Thursday, July 29, 2010


Last week I went on my first ever trip to Europe. It was not for the purpose of studying public transportation. But you don't need to know that . . .

Our trip to Spain involved no less than six modes of transportation. Here they are . . .
1. Car, from Provo to Salt Lake International Airport. I was going to take the bus, but I would have had to catch it at 6:45 for a flight that left at 12:00. I was actually okay with doing this, but the other members of my party were not. Sigh.

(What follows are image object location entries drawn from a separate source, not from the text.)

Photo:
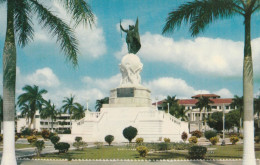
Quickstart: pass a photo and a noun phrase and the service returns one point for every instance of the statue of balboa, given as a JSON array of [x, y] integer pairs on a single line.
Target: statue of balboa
[[131, 65]]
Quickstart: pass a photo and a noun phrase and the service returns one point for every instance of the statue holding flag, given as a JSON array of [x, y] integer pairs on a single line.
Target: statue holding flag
[[132, 38]]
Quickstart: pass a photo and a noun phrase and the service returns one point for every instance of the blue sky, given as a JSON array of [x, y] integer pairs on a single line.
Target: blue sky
[[175, 64]]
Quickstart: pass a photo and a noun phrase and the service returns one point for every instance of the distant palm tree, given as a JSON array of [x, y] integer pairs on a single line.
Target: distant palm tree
[[203, 103], [198, 14], [237, 103], [26, 111], [19, 30], [68, 106], [49, 111], [99, 103], [172, 101], [32, 98], [257, 110], [181, 113], [79, 112]]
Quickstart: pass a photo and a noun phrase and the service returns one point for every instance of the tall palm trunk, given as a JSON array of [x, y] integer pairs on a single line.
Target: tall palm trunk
[[249, 152], [9, 76]]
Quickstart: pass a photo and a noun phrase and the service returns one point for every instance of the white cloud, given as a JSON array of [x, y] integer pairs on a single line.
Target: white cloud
[[125, 23], [217, 57]]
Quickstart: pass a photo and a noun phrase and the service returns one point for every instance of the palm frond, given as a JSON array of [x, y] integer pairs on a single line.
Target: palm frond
[[65, 35], [198, 14], [80, 10], [22, 22]]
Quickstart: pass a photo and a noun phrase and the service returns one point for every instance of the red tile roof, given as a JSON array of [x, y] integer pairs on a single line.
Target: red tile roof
[[194, 101], [205, 95]]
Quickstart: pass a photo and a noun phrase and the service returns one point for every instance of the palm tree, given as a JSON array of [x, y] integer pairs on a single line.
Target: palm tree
[[26, 111], [237, 103], [33, 97], [203, 103], [99, 103], [172, 101], [1, 113], [49, 111], [198, 14], [181, 112], [68, 106], [78, 111], [19, 30]]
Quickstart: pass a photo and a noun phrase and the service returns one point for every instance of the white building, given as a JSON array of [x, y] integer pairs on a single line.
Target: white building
[[194, 114], [61, 123]]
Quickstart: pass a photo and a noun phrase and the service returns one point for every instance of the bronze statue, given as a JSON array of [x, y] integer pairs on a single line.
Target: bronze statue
[[132, 38]]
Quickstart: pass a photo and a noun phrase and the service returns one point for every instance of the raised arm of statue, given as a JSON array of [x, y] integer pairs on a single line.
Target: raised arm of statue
[[121, 27], [136, 25]]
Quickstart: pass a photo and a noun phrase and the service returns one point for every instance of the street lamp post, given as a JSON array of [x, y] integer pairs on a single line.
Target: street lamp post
[[223, 141]]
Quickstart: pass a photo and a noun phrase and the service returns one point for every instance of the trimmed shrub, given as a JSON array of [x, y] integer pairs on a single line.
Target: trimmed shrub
[[196, 133], [139, 141], [109, 139], [163, 146], [197, 152], [184, 136], [26, 131], [46, 134], [214, 140], [80, 145], [55, 139], [210, 134], [39, 144], [78, 138], [142, 150], [257, 139], [16, 137], [193, 140], [234, 139], [67, 131], [99, 145], [62, 147], [32, 139], [130, 133], [167, 140]]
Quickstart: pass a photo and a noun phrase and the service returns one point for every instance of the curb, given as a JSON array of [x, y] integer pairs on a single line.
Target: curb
[[136, 160]]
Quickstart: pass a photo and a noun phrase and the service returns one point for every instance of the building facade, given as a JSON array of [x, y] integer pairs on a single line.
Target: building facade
[[195, 116], [61, 124]]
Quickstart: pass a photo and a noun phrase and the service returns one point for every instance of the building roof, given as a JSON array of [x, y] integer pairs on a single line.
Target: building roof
[[194, 101], [206, 95]]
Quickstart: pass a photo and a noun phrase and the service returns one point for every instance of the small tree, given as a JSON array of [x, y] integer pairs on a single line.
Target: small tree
[[46, 134], [210, 134], [78, 139], [62, 147], [130, 133], [184, 136], [55, 139], [109, 139], [39, 146]]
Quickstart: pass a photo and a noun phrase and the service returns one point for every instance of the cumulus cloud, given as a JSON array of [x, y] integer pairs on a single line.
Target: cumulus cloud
[[125, 23], [218, 57]]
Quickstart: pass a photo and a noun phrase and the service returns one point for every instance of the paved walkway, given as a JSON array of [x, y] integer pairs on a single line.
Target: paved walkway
[[31, 162]]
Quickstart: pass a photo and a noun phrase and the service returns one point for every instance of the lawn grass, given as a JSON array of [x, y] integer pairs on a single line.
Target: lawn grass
[[20, 146], [113, 152]]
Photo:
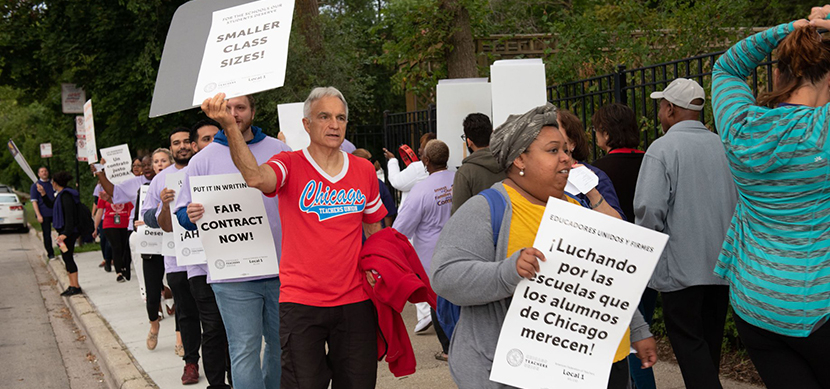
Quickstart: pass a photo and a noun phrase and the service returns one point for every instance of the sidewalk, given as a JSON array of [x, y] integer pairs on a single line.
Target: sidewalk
[[114, 317]]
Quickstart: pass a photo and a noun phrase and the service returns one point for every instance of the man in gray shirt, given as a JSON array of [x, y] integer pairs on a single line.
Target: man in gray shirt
[[685, 190]]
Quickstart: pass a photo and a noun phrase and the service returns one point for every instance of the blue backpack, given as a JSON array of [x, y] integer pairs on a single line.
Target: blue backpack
[[448, 313]]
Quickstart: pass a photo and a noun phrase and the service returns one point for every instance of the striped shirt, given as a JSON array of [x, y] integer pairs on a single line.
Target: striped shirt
[[776, 255]]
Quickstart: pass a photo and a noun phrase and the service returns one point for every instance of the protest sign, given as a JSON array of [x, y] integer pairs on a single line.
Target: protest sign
[[581, 180], [46, 150], [72, 98], [564, 326], [21, 160], [189, 250], [119, 164], [517, 86], [80, 138], [234, 229], [291, 125], [149, 239], [456, 99], [89, 134], [246, 50]]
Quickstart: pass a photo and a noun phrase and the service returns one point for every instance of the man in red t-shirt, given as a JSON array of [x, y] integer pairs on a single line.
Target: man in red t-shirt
[[326, 196]]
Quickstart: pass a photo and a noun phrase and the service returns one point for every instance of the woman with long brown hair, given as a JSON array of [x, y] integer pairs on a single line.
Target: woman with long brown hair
[[776, 255]]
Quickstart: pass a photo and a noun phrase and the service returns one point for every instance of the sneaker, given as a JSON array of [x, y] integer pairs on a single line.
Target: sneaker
[[423, 324], [191, 374], [71, 291]]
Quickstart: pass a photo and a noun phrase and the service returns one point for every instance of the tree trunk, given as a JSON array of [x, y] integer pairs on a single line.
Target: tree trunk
[[461, 55], [307, 13]]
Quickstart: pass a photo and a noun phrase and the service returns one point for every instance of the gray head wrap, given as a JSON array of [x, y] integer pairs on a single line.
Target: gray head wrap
[[511, 139]]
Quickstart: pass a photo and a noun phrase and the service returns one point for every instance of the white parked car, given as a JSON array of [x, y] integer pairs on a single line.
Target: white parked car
[[12, 213]]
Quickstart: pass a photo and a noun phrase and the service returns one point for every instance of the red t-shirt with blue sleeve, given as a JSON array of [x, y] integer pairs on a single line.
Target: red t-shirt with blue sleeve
[[322, 218]]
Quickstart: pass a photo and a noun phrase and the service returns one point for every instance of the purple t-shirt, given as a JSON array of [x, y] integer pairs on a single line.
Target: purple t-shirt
[[426, 210], [153, 201], [127, 192], [216, 159]]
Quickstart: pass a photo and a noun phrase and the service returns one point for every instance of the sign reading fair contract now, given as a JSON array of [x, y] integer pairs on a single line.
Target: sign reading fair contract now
[[564, 326], [246, 50], [188, 245], [234, 230]]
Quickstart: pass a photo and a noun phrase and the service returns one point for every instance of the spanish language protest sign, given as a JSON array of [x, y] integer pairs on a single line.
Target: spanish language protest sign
[[21, 160], [246, 50], [149, 239], [234, 229], [564, 326], [189, 250], [119, 164], [91, 150], [72, 98]]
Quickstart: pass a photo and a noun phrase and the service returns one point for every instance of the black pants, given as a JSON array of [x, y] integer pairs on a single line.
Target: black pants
[[187, 315], [786, 361], [215, 358], [442, 337], [694, 318], [119, 240], [69, 255], [46, 228], [618, 378], [350, 331], [153, 275], [106, 249]]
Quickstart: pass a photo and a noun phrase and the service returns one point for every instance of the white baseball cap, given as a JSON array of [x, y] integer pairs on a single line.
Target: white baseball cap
[[681, 92]]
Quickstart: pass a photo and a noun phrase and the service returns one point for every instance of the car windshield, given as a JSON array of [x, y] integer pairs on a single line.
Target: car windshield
[[8, 199]]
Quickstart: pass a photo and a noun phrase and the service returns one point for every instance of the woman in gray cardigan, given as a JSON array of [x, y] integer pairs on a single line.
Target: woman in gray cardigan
[[471, 271]]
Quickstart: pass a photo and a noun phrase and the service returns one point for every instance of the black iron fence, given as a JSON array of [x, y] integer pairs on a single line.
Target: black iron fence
[[631, 87]]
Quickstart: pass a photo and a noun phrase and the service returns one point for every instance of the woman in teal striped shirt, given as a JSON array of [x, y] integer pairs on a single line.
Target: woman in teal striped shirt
[[777, 252]]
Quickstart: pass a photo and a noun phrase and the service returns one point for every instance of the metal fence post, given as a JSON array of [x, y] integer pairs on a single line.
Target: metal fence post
[[619, 84]]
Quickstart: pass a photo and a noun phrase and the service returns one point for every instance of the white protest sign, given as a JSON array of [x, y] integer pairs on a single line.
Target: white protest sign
[[291, 125], [119, 164], [149, 239], [46, 150], [72, 98], [234, 229], [581, 180], [18, 157], [80, 138], [189, 250], [563, 327], [456, 99], [89, 133], [518, 85], [246, 50]]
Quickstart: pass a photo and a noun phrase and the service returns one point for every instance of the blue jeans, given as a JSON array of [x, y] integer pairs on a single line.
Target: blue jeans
[[250, 310]]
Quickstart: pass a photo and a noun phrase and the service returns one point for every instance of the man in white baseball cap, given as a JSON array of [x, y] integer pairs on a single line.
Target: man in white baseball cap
[[685, 190]]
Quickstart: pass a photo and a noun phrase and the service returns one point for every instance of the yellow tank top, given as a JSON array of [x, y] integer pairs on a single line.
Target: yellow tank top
[[523, 226]]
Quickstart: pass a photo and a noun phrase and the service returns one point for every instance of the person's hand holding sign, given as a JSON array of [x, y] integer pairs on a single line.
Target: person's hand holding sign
[[216, 108], [528, 263]]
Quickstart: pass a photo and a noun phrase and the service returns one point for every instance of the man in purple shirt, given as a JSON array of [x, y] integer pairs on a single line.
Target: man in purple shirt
[[156, 204], [422, 217], [43, 211], [249, 306]]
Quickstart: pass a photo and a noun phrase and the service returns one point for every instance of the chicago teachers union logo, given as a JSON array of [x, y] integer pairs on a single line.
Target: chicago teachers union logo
[[327, 203], [515, 357]]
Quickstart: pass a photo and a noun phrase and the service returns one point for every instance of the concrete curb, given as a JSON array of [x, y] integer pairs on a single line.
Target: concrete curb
[[120, 369]]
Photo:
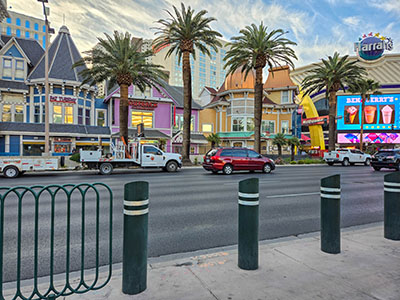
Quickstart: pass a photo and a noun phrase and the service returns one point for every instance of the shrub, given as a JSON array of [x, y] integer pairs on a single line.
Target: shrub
[[75, 157]]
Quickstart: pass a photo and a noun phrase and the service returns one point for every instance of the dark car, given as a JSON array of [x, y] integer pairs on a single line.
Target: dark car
[[228, 160], [386, 159]]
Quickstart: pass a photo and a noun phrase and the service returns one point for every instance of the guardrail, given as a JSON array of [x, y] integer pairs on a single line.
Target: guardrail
[[72, 193]]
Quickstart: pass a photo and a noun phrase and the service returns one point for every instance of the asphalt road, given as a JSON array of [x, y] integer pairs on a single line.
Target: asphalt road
[[189, 210]]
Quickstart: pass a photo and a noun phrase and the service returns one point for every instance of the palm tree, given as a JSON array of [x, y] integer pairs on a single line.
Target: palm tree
[[293, 142], [118, 59], [280, 141], [214, 139], [184, 32], [332, 75], [364, 87], [254, 49]]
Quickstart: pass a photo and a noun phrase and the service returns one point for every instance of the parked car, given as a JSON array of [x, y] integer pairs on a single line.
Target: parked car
[[386, 159], [347, 157], [228, 160]]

2. Plane, from Salt Lake to Atlanta to Madrid. Someday, when I am a rich and famous Busninja, I will fly business class. Then my knees won't hurt when I get off the plane. Also, I may be able at some point to sleep on a flight. I even took a sleeping pill on the flight from Atlanta to Madrid, since we were going to arrive in Madrid at 10:00 a.m. local time. No effect. Instead, I watched Alice and Wonderland and Percy Jackson and the Olympians.
Barajas Airport, Madrid
3. Madrid Metro, from Barajas Airport to Nuevos Ministerios. We walked all the way across the airport to catch the Metro, only to find out that it stops at all the terminals. Boo. Oh well, it helped burn off some of the paella I ate later that week. The Madrid Metro was nice and clean, and it moved quickly. It was also pretty full, which warmed my heart. It cost €1 to ride. Yay.

4. Cercanía Renfe, from Nuevos Ministerios to Méndez Alvaro/Estación del Sur. The Cercanía is a mid-size train, larger than the Metro but smaller than the high-speed Ave. We started out underground but went up to the sunny side to transfer to the bus station (the only part of Madrid I saw by day outside of the airport). The train station we waited at, though a ways underground, was clean and well-ventilated. Which is good, because we were all very tired. It cost us €1,3 to ride three stations on the cercanía.

Cercanía Train StatonInside the Cercanía
5. Intercity Bus (ALSA), from Estación del Sur to Granada. This bus was clean and air-conditioned (for which we were effusively grateful), but somewhat cramped, and included no bathroom. The picture should amply indicate how excited we were to still be traveling. It cost us €16,4 to ride this bus. It took us about five hours to get to Granada, including the bathroom break.
Estación del Sur

Somebody remind me again why I'm doing this

6. City Bus (Transportes Rober), from Estación de Autobuses de Granada to Hotel Carmen. I liked the city bus in Granada (more on that later). The level of patronization once again warmed my heart. The downside of that was that we had to stand, and we were so fetching tired. But then we got to the hotel and we were able to rest in peace (double-meaning intentional).